Another one when I was younger, I found my dad's Pepper Spray thing.. so I kind of stole it and ran outside with a friend of mine. So I am standing there going.. well lets try this out. So as I sprayed it the wind blew ourway and you end up with two kids rolling on the ground screaming I am blind and it burns. :cry:

This was just few months ago, I went to a friends birthday party and all close friends who feel comfortable with eachother... well all of us just got HAMMERED. Some girl called me on the dance floor and as I started dancing I just started throwing up alover everything and everyone. Few minutes later I went to pee in the corner.. next to the bouncer. Was a good night.

Ill post more when I think of some more...

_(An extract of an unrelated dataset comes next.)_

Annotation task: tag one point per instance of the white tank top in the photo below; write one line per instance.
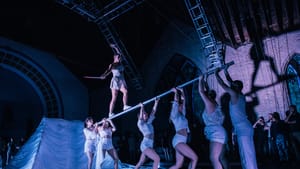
(179, 120)
(146, 127)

haaaaaaaaaaaaaaaaaaaaaa :hitting:

You never changed.
 
when i was younger, probably 14 or 15 i was a fan of model rockets, the ESTES ones you buy at walmart. well i had launched my rocket one day, it crash landed, so here i was stuck with a package of engines and no rocket. so me being the brilliant kid that i was, decided to lay one inside of a clothesline pole, shaped like a T. i hooked up the wires and pressed the button to detonate, it launched out of the clothesline pole, straight into a tree, flew back, and smacked me in the side of the head....luckily i had my hoodie up or i would have burnt my hair, because the hoodie had a nice burn mark in it. :screwy:

here's another, it's not really a dumb move on my part, more like survival....
i went to a Hill's department store one day, shopped around for a bit, and suddenly felt the urge to poop. :uhoh: so i start walking to the bathroom, and realize that i :22_yikes: really really have to go :1zhelp: . so as soon as i get to the bathroom, i grab one of the paper seat covers, and sit down. i take care of my business, go to grab some TP, and THERE IS NONE :swear: so what did i do? i pulled off my shoes and took my socks off, wiping my bunghole with them. just for spite i let them sit on top of the garbage can, not IN the garbage can, but ON TOP OF the garbage can......poop side up :woot: :D :devil: that will teach them bastards to hire better janitors.
 
phene4grene420 said:
here's another, it's not really a dumb move on my part, more like survival....
i went to a Hill's department store one day, shopped around for a bit, and suddenly felt the urge to poop. :uhoh: so i start walking to the bathroom, and realize that i :22_yikes: really really have to go :1zhelp: . so as soon as i get to the bathroom, i grab one of the paper seat covers, and sit down. i take care of my business, go to grab some TP, and THERE IS NONE :swear: so what did i do? i pulled off my shoes and took my socks off, wiping my bunghole with them. just for spite i let them sit on top of the garbage can, not IN the garbage can, but ON TOP OF the garbage can......poop side up :woot: :D :devil: that will teach them bastards to hire better janitors.

:rofl:
 
phene4grene420 said:
when i was younger, probably 14 or 15 i was a fan of model rockets, the ESTES ones you buy at walmart. well i had launched my rocket one day, it crash landed, so here i was stuck with a package of engines and no rocket. so me being the brilliant kid that i was, decided to lay one inside of a clothesline pole, shaped like a T. i hooked up the wires and pressed the button to detonate, it launched out of the clothesline pole, straight into a tree, flew back, and smacked me in the side of the head....luckily i had my hoodie up or i would have burnt my hair, because the hoodie had a nice burn mark in it. :screwy:

here's another, it's not really a dumb move on my part, more like survival....
i went to a Hill's department store one day, shopped around for a bit, and suddenly felt the urge to poop. :uhoh: so i start walking to the bathroom, and realize that i :22_yikes: really really have to go :1zhelp: . so as soon as i get to the bathroom, i grab one of the paper seat covers, and sit down. i take care of my business, go to grab some TP, and THERE IS NONE :swear: so what did i do? i pulled off my shoes and took my socks off, wiping my bunghole with them. just for spite i let them sit on top of the garbage can, not IN the garbage can, but ON TOP OF the garbage can......poop side up :woot: :D :devil: that will teach them bastards to hire better janitors.


You're an ass, I just busted out laughing in the middle of my psych 226 class.